BNegão & Os Seletores de Frequência fizeram o pré-lançamento do seu segundo álbum, “Sintoniza Lá”.Crédito: ©Netun Lima/Conexao Vivo

No sábado, o que chamou a atenção foi a força da música paraense. No dia anterior, a revelação de Belém, Felipe Cordeiro já tinha feito um dos melhores shows do Conexão Vivo. Já o sábado contou com boas performances da paraense Juliana Sinimbú, que recuperou com propriedade o carimbó “Embarca Morena”, lançado pela lenda Pinduca nos anos 70, do grupo candango Soatá, que mistura rock pesado com carimbó (e também lembrou Pinduca na composição autoral “Funkarimbó”) e do Baiana System, que apesar de se basear na junção de guitarra baiana com ritmos jamaicanos, também estende sua pesquisa até a região amazônica, especialmente no tema “Da Calçada Pro Pio Lobato”, homenagem ao guitarrista mais cultuado no Pará hoje. Quem encerrou a festa foi Magary Lord. Além de enfeitiçar geral com o hit “Inventando Moda”, o cantor baiano resgatou “Vida”, que ficou conhecida com o grupo brasiliense Obina Shok nos anos 80. Nunca os ritmos africanos foram tão bem representados por um artista que transita no terreno da axé music como no trabalho de Magary. Os guitarristas que o acompanham são dois monstrinhos. Tocam muito.

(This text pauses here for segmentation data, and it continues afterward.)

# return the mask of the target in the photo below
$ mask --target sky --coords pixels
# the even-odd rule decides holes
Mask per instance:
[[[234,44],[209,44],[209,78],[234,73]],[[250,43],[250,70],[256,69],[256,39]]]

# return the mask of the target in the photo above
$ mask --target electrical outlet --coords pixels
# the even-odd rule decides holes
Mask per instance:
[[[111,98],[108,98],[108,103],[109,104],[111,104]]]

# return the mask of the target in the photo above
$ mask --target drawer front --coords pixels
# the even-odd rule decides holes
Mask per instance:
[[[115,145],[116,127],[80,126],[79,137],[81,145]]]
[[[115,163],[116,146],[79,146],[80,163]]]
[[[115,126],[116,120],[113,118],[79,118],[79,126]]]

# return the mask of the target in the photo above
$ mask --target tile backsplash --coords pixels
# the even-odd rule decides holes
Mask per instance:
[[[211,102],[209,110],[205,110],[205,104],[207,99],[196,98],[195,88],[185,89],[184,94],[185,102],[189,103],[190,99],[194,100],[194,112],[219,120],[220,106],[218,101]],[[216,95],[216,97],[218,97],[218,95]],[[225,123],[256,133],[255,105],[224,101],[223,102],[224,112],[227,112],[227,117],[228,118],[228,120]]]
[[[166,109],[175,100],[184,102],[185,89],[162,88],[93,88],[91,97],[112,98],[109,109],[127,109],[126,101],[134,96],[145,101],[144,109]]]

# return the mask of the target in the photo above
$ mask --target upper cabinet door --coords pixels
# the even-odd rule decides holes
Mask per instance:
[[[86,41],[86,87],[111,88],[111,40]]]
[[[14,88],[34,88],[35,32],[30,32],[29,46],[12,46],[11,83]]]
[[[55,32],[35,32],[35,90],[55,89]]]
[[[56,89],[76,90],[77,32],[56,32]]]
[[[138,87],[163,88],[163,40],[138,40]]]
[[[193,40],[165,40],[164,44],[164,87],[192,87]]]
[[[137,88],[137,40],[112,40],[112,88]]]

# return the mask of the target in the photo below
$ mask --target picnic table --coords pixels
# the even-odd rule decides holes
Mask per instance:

Magary Lord encerrou a noite de sábado do festival enfeitiçando a plateia com o hit “Inventando Moda”, Crédito: ©Netun Lima/Conexao Vivo

A última noite trouxe uma performance entre o jazz e o rock do Aeromoças e Tenistas Russas, de São Carlos (SP). Totalmente instrumental, o grupo se sai melhor nas músicas em que o saxofone fica em primeiro plano. Outra atração instrumental do domingo foi o Bixiga 70, que parte do afrobeat (gênero criado pelo nigeriano Fela Kuti) para achar as suas próprias raízes afro-brasileiras. Coube ao também paulistano Garotas Suecas representar o rock na data. A boa banda, que lança álbum novo este ano, aproveitou o clima quente do evento (apesar do frio na casa dos 14 graus) para mostrar uma canção inédita: “New Country”. No próximo fim de semana, o Conexão Vivo se muda para a Praça do Papa, prometendo shows memoráveis da banda pernambucana Volver, dos baianos Ilê Aiyê e Orquestra Rumpilezz, e de Pipira do Trombone, Pantoja do Pará e Manezinho do Sax, que formam o fantástico Metaleiras da Amazônia. Se eu estivesse em Belo Horizonte, não perderia por nada.